Back then, there wasn't exactly a long line of consultants clamoring to work for Howard Dean. Trippi was an easy target. At 46, he had long since "checked out," as he loves to say, had given up the dream of ever running his own "presidential." In fact, he hadn't even worked full-time on a presidential campaign since 1988—during which he watched his first chosen candidate, Gary Hart, implode over Donna Rice, and his second, Dick Gephardt, win Iowa but lose the nomination to Michael Dukakis. He was bitter, cranky and broke. (He claims he's still owed $89,000 in expenses. Then again, Howard Dean has yet to pay him a dime in salary.) For a great many reasons, he got disillusioned. With the system, with his career, with just about everything. Full of angst and disappointment—which, okay, he thrives on, but still—he gave it up.
He continued to do races, of course—congressmen, governors, mayors, whatever—but he had given up The Dream. He swears. He even moved out of Washington to a farm on Maryland's eastern shore with his new wife, Kathy, and a donkey named Dinky.
Problem is, guys like Trippi never get it out of their system. Steve McMahon knew that when, last fall, he started calling Trippi, hounding him to join the Dean campaign. "You gotta come see this guy," he crowed about Howard. McMahon is one of Joe's partners at Trippi, McMahon " Squier, the consulting firm Trippi cofounded—and stayed with, even through his "disillusionment." Steve and the rest of the firm had been helping Howard for years in his four races for governor of Vermont, but they knew they needed something more: Only Trippi had walked the walk for twenty years in places like Iowa and New Hampshire; only Trippi knew how to run a campaign from the ground. McMahon realized that if Howard was really serious about this president thing, he needed the scrappiest, most innovative, most fearless guy out there. A guy who needed Howard as much as Howard needed him.

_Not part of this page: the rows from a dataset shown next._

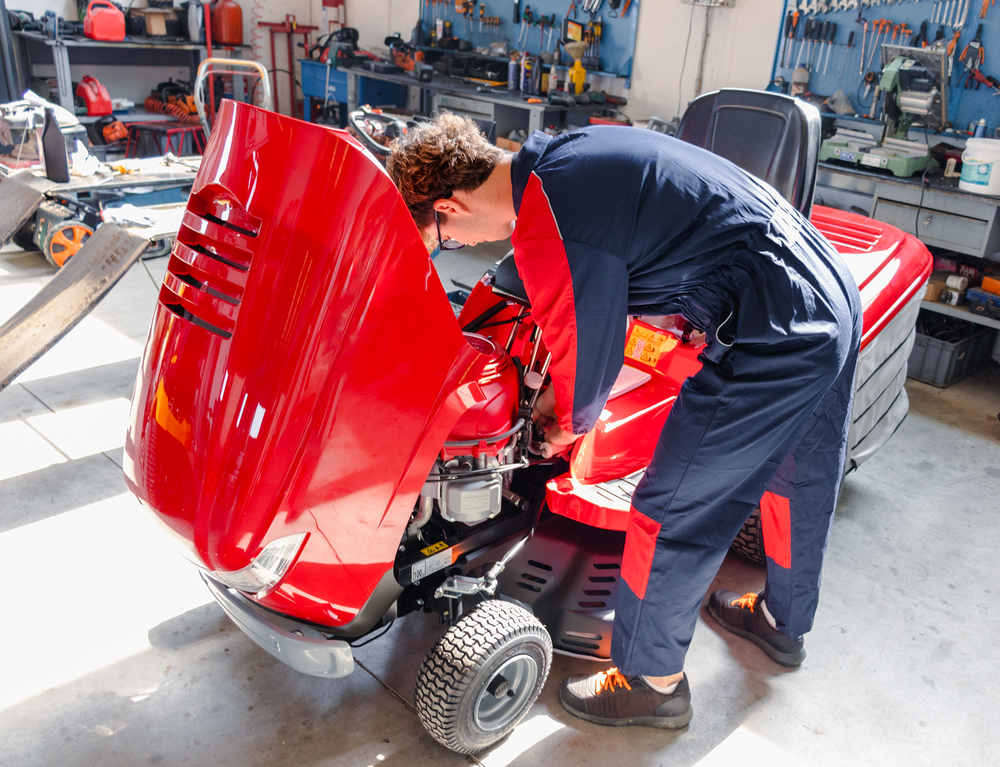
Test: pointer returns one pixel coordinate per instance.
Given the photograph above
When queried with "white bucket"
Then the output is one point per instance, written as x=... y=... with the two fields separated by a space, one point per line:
x=980 y=171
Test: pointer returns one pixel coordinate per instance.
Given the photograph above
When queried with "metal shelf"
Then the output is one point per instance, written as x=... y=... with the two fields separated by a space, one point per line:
x=961 y=313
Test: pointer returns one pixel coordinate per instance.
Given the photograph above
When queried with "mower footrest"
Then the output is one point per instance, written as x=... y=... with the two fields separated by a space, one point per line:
x=605 y=505
x=328 y=658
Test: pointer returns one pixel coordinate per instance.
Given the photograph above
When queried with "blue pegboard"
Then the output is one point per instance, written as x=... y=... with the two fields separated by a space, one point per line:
x=617 y=40
x=964 y=105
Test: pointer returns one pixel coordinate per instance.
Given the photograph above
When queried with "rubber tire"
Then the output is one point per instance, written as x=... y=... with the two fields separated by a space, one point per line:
x=749 y=541
x=462 y=664
x=60 y=259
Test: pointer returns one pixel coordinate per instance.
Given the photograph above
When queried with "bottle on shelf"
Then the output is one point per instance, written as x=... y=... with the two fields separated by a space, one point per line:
x=54 y=150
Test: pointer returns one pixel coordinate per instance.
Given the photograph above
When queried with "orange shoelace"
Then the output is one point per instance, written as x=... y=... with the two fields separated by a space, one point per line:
x=746 y=601
x=608 y=680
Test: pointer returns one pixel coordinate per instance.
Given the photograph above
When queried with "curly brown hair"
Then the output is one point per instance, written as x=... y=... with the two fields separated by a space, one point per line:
x=437 y=158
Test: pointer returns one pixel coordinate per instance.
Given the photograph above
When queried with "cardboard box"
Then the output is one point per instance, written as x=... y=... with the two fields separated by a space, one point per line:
x=935 y=284
x=156 y=19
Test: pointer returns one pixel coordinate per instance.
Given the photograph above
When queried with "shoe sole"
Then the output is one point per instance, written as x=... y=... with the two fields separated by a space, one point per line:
x=789 y=660
x=659 y=722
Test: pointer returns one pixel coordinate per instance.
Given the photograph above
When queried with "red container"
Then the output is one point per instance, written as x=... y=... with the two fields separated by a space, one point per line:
x=227 y=23
x=104 y=22
x=95 y=95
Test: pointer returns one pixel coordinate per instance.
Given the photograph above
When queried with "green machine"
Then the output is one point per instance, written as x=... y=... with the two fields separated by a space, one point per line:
x=912 y=96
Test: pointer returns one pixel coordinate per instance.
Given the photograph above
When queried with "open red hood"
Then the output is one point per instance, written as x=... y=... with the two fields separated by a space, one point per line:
x=300 y=358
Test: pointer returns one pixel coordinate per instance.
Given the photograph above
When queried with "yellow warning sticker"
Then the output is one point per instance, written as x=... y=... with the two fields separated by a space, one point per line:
x=439 y=546
x=646 y=345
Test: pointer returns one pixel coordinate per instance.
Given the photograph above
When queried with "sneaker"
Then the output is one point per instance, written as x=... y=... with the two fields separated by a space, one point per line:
x=611 y=698
x=738 y=614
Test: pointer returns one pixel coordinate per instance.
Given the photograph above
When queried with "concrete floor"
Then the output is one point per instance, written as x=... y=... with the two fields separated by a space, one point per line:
x=112 y=652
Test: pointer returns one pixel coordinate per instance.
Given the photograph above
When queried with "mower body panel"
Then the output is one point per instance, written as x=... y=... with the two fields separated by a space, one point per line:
x=890 y=268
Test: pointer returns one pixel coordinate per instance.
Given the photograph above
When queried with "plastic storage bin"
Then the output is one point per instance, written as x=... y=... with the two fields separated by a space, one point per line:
x=941 y=363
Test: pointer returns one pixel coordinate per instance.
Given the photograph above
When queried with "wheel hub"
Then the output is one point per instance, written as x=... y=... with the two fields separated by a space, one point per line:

Trippi recalls how McMahon reeled him in. "First it was `I think Howard is seriously thinking of running for president.' And I'm like, `Great, good for you, that's wonderful, good for him, fuck off. Click.' " Then it was "Get your ass to Iowa." McMahon wouldn't take no for an answer. He begged and badgered until Trippi schlepped to Iowa with his duel bag—like a child going to camp, he has his name written on masking tape across the front—where Dean was making an early, unnoticed appearance. Trippi stood on the sidelines and watched. He watched the energy, he watched the passion. He had it, fucking Howard Dean had it. "He spoke to me," says Trippi. He was saying all the things Trippi didn't think politicians, let alone Americans, believed anymore. Stuff about taking back your country. "YOU have the power!" Howard screamed. And Trippi fell in love.
******
Seven minutes into my first meeting with Joe Trippi, he cries. It's late July, a heady time, when Howard Dean is beginning to morph from asterisk to holy shit. The polls are on fire, the money's pouring in, the press is enamored. Jesus, Trippi was right—you really could get thousands and thousands of people to send $66 checks to a former governor of Vermont!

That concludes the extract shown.